As solar power gets steadily cheaper and wind starts out-competing natural gas purely on the basis of price, it seems like every week brings news of a new clean-energy deal. Fifty megawatts here, a hundred megawatts there, but when is it finally going to start adding up to real power?
One answer can be found in California, where consistent policies and the falling prices of photovoltaics and wind power have aligned to bring significant amounts of clean power onto the grid. The state has been a pioneer in renewable energy since the 1970s, but in the last five years, it has taken a tremendous leap forward.
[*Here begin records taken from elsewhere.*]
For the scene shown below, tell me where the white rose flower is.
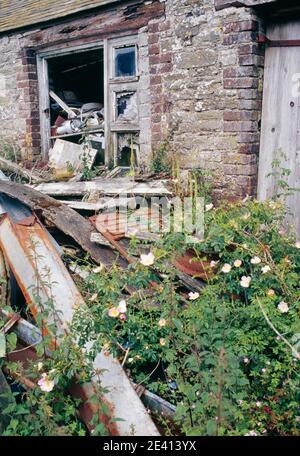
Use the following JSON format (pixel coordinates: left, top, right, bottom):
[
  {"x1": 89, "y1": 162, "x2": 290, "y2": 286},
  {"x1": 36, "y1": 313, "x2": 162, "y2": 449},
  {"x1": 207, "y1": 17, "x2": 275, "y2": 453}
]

Consider the state’s electricity supply on two warm days in the late spring of 2012 and again in 2015, with comparable temperatures across the state and similar cloud cover (Figure 1). On May 31, 2012, renewables (not counting large hydro) supplied 12 percent of California’s electrical energy; on June 17, 2015, that had risen to 21 percent.
In the above chart, the increase in renewables is reflected in the growing size of the green hump at the bottom of the graph, representing energy produced from renewable sources. The following side-by-side charts clearly demonstrate the surging contribution of photovoltaics (the orange blob in the middle of Figure 2), which went from a little over 7,000 MW-hour on the 2012 day to 51,000 in 2015.
At its peak on June 17, 2015, solar power delivered 5,980 MW onto the grid: eight times as much as on the comparable day in 2012. Wind generation increased slightly, in line with the 20 percent growth in wind capacity in the last three years, and small hydro declined because of the state’s enduring drought.
These figures don’t even count the power produced by the state’s couple of thousand of megawatts in rooftop solar arrays and consumed on-site without even making it onto the grid. That “behind-the-meter” generation has pushed the time of peak demand on the state’s grid back from 4 or 5 p.m. in 2009, to somewhere between 6 and 9 p.m.
This progress has taken root during other seasons as well. Figures 3 and 4 show the renewable power generated in California on a pair of days—Oct. 8, 2012 and March 20, 2015—with fewer hours of available solar power (because they were near the equinoxes rather than the summer solstice), but striking improvement in the percentage of power supplied by renewable energy.
With trends like these, it’s no wonder that California is considering an increase in its Renewable Portfolio Standard, which calls for 25 percent renewables (not counting large hydro) by 2016 and 33 percent by 2020. A proposal by Gov. Jerry Brown, passed last month by the state Senate, would raise the share of renewables to 50 percent in 2030. An increase of about 2 percent per year—a little less than what California has experienced in the last few years—would get there.
Viewing these developments from the vantage point of the Pacific Northwest, it’s important to remember that California didn’t just “experience” this kind of growth in clean energy. Besides setting goals of how much clean power it wanted to bring onto the grid, and how much it aims to reduce climate pollution—as Washington and Oregon, too, have done—the state established policies that put wind in the sails of the energy revolution.
Utility regulations provide for net metering of electricity produced on-site, and for leasing arrangements that allow third-party financing of rooftop solar—a reform that Washington legislators could not agree on this year. California’s landmark carbon cap bill—not unlike Gov. Jay Inslee’s proposed Carbon Pollution Accountability Act—has led to a price on carbon emissions of about $12 a ton, giving renewable power a competitive edge in the market to the tune of half a cent per kilowatt-hour compared with natural gas, or close to a penny a kilowatt-hour versus coal.
Oregon and Washington have both set ambitious goals of reining in our impact on the climate. Renewable energy is making great technological and economic gains, but the example of our neighbors to the south shows that when the popular will translates into shrewd policies, it speeds the transition to the cleaner, safer energy sources we desire.